I have suggested all of these activities to my home lodge, all were shot down, killed, and buried.

Your lodge sounds a lot like my lodge.


Premium Member
Proceeding on an admittedly incomplete understanding of what is meant by "...get out of the lodges and into the streets and get our hands dirty..."

Almost a century's worth of institutionalized philanthropy notwithstanding, it must be said that Freemasonry was not meant to be that (a philanthropic institution). Don't get me wrong. It is not my wish to take anything away from the Shrine and their magnificent charitable work, and the Scottish Rite's "Childhood Language Program" is a worthy pursuit if ever there was one. While we could debate the worth of associating those organizations and their highly successful charities with Freemasonry, I don't wish to do so here. I do, however, wish to make it clear that Freemasonry, while teaching the importance of "charity", should not be seen as a charitable institution. If organized community service is what you seek, there are many organizations that exist for that express purpose.

Now, that's not to say that as Masons we are en enjoined from giving of our time or treasure, even collectively, just that such activity is not our "raison d'etre". It does not matter to me if people know we exist. If we do what we are supposed to do, recognition is likely to follow, but it is the doing that is the goal, not the laurels. Keep in mind that "what we are supposed to do", as an institution, is, by and large, something quite apart from charity or community service.

It is also substantially more than a business meeting and a second-rate dinner once a month, so your question is still valid. Brother jwhoff's suggestions are a very good place to start.

peace out

Premium Member
I currently have the same thoughts as JTM. The lodge is to make good men better and to let those men lead their community as individuals.

If the lodge chooses not to participate, then so what? Go out and do it anyway if one feels so inclined. I've described Freemasonry like Sunday School on steroids. Isn't that somewhat accurate? Change the heading of this thread to "Sunday School? What's that?" and you can likely come up with an appropriate definition for the Craft.


Premium Member
As an aside, though somewhat related, I'm twenty three years old. I've been a Mason a little over a year, a Master Mason for only a few months. There are many people my age who don't know what Freemasonry is at all. One person in particular had never even heard the term. We had sat down to dinner, a group of friends, and one of the waiters happened to be a Mason, saw my ring, and made a Masonic reference. A couple of the friends could tell he had just said something directed to me, but didn't know what was up.

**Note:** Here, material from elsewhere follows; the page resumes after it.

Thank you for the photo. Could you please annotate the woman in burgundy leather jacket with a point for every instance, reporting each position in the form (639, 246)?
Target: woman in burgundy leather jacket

So I proceeded to tell them that I'm a Freemason, he saw my ring, and he was just taking extra care to ensure that our table was taken care of, brothers looking after brothers, even though we've never met. Most of them thought it was cool than an organization that holds to its ideals existed. One of the girls didn't understand though. She asked me, "When you say you're a Freemason, what is that? What does that mean?" So I proceeded to make the college fraternity analogy (carefully, with caveats), explain a bit about our ideals, etc.

All that is to say, in my experience many in people in my generation don't know what Freemasonry is. At all. You can petition an organization that you don't even know exists. While our primary purpose may be esoteric, ethical, and moral, etc, we have to make ourselves visible, and often times charity is a very simple way to do that, hence why I think its been so common, that and it aligns with our ideals so closely.

So is the lodge a charitable organization? No. But it's a great way for people to simply be aware of us. That's a huge part of the recruitment battle right there.


Also, even further off topic, our lodge building is in a residential neighborhood, and blends into things pretty well. I bet you if you polled everyone in Canyon and asked them, "Is there a Masonic Lodge in Canyon?" most of them would have absolutely no idea. A good chunk of this is our fault as a lodge for not being more active in the community. I repeat, you can't petition for the degrees of an organization that you've never even heard of!